SpeechPipeline in React Native

Edit on GitHub

If you’ve read any of our other documentation, you know that the speech pipeline is the main way you interact with Spokestack’s speech recognition and wakeword. This guide is here to explain in a little more detail how the React Native version of Spokestack uses this architecture to recognize wakewords and user speech. Spokestack on React Native is just a wrapper around the Android and iOS native libraries, so if you have more detailed platform-specific questions, be sure to consult those!

What is it?

As the name implies, SpeechPipeline is a collection of distinct modular components that work together to process user speech. In short, the pipeline receives audio from the microphone and sends it through a variable number of stages, each of which performs some form of processing and optionally dispatches events back through the pipeline.

How do I set it up?

Configuration available at build time includes a list of pipeline stages and various properties, which are described in the configuration guide.

Stage order matters in the build process; audio is processed by each stage in turn, according to the order in which it’s declared at build time.
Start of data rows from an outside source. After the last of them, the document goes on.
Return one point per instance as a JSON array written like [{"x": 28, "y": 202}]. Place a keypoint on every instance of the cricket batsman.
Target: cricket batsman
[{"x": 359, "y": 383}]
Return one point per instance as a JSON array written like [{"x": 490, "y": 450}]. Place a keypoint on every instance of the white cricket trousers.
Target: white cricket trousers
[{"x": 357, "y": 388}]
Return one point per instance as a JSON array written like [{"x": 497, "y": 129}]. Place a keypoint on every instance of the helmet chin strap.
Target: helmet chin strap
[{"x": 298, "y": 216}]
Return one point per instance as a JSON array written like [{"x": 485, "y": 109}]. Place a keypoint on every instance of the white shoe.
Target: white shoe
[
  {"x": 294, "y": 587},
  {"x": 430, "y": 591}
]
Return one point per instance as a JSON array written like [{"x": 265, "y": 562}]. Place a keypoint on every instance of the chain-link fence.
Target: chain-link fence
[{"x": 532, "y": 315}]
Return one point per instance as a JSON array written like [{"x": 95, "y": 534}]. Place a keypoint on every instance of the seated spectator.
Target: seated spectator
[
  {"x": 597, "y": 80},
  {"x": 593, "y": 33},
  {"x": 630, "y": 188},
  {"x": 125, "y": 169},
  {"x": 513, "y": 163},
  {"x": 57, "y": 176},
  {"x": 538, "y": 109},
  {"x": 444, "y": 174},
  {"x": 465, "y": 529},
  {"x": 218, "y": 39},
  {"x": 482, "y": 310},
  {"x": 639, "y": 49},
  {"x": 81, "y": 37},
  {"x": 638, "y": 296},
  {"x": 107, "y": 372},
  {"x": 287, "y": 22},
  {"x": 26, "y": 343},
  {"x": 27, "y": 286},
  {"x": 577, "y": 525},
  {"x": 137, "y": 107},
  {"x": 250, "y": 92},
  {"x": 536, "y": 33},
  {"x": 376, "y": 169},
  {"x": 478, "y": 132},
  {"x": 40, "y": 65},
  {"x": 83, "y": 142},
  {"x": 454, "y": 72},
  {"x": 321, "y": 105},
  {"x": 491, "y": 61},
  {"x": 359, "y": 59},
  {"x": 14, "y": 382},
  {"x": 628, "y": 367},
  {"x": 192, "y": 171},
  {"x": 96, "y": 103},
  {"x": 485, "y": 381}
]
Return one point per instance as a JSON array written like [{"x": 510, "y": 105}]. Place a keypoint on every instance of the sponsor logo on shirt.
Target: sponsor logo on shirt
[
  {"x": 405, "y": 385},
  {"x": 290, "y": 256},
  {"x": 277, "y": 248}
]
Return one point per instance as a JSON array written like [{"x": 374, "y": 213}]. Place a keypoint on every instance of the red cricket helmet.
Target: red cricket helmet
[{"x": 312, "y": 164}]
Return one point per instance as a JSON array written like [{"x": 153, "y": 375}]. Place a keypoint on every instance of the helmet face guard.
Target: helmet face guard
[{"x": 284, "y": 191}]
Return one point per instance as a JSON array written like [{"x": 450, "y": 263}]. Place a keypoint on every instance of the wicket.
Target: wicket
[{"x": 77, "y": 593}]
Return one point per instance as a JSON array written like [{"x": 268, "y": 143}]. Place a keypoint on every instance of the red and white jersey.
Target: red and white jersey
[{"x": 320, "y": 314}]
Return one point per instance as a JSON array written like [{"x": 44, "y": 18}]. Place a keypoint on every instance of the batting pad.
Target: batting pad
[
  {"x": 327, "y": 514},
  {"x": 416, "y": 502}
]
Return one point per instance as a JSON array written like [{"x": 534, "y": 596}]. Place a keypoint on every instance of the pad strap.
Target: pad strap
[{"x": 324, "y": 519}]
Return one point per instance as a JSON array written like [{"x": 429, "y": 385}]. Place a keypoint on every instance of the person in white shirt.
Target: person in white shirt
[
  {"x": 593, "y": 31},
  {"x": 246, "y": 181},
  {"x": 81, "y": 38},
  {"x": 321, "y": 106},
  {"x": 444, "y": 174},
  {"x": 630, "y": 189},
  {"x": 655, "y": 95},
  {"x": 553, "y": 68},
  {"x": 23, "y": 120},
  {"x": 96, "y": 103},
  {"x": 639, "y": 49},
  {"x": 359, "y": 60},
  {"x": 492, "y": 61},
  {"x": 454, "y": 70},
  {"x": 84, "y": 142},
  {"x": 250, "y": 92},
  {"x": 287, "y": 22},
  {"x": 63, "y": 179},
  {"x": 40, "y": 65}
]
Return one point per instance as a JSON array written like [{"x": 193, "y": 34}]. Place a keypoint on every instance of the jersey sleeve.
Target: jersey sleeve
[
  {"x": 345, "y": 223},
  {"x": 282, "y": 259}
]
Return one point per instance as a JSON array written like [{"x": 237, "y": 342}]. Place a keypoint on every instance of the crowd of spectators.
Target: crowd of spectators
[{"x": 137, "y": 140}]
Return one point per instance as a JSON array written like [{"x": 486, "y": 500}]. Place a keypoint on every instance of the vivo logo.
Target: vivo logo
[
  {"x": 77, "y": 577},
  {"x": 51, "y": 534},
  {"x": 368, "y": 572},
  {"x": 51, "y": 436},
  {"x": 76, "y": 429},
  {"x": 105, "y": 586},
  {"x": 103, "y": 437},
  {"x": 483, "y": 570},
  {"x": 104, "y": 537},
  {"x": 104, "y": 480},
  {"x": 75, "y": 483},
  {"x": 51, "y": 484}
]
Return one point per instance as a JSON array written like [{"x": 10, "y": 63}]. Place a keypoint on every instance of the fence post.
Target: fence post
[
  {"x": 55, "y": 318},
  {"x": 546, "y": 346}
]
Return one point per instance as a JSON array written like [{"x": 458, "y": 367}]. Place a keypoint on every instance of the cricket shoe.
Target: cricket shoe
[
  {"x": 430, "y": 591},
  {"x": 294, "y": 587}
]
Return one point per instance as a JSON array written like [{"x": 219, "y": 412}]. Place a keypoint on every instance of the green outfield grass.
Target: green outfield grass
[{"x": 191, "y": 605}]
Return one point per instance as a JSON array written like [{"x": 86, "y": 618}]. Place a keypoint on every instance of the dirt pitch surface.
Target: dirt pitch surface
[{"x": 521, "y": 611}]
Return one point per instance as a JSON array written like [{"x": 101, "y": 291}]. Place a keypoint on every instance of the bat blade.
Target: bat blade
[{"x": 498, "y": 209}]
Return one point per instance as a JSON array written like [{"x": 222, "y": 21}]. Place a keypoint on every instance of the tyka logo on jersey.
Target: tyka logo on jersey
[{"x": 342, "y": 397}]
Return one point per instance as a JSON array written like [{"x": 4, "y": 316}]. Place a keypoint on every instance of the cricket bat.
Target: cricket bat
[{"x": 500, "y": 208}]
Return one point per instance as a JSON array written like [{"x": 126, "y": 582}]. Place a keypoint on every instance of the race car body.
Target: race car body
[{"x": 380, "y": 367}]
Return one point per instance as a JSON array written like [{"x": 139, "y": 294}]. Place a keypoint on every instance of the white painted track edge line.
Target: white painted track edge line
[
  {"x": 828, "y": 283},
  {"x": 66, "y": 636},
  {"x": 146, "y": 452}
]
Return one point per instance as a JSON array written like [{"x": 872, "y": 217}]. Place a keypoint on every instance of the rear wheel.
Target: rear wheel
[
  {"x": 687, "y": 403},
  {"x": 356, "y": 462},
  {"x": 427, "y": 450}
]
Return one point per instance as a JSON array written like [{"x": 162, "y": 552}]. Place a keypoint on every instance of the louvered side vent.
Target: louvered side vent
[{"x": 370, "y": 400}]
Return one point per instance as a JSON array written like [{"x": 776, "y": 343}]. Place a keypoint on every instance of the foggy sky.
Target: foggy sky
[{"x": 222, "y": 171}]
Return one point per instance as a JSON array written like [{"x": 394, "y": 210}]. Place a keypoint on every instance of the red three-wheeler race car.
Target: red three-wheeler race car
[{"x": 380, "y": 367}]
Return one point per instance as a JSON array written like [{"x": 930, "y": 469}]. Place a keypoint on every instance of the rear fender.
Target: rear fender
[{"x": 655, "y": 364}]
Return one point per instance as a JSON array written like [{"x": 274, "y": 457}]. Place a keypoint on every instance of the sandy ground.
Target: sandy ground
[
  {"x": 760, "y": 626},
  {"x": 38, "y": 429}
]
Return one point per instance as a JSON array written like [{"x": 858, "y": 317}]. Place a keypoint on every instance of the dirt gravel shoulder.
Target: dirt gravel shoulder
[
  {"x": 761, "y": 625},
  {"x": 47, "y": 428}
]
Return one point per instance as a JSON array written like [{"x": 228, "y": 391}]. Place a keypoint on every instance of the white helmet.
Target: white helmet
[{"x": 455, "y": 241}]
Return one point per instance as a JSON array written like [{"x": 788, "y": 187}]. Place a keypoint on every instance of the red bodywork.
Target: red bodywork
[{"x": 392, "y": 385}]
For example, a stage that activates ASR based on the presence of the wakeword needs to be placed before the ASR stage, and any stages that process audio to make the wakeword detector’s job easier (for example, gain control) must be declared before the wakeword detection stage. The order of configuration properties, on the other hand, does not matter, and their declarations can be placed before or after those of processing stages.

How does it work?

This is the speech pipeline’s state machine:

speech pipeline

As you can see, once the pipeline has been built (signaled by the onInit event), calling start() puts it into a passive listening state—or it will if the pipeline has been properly configured. You could have an ASR class as the only stage, in which case an ASR request would start immediately upon calling start(). This is almost certainly not what you want.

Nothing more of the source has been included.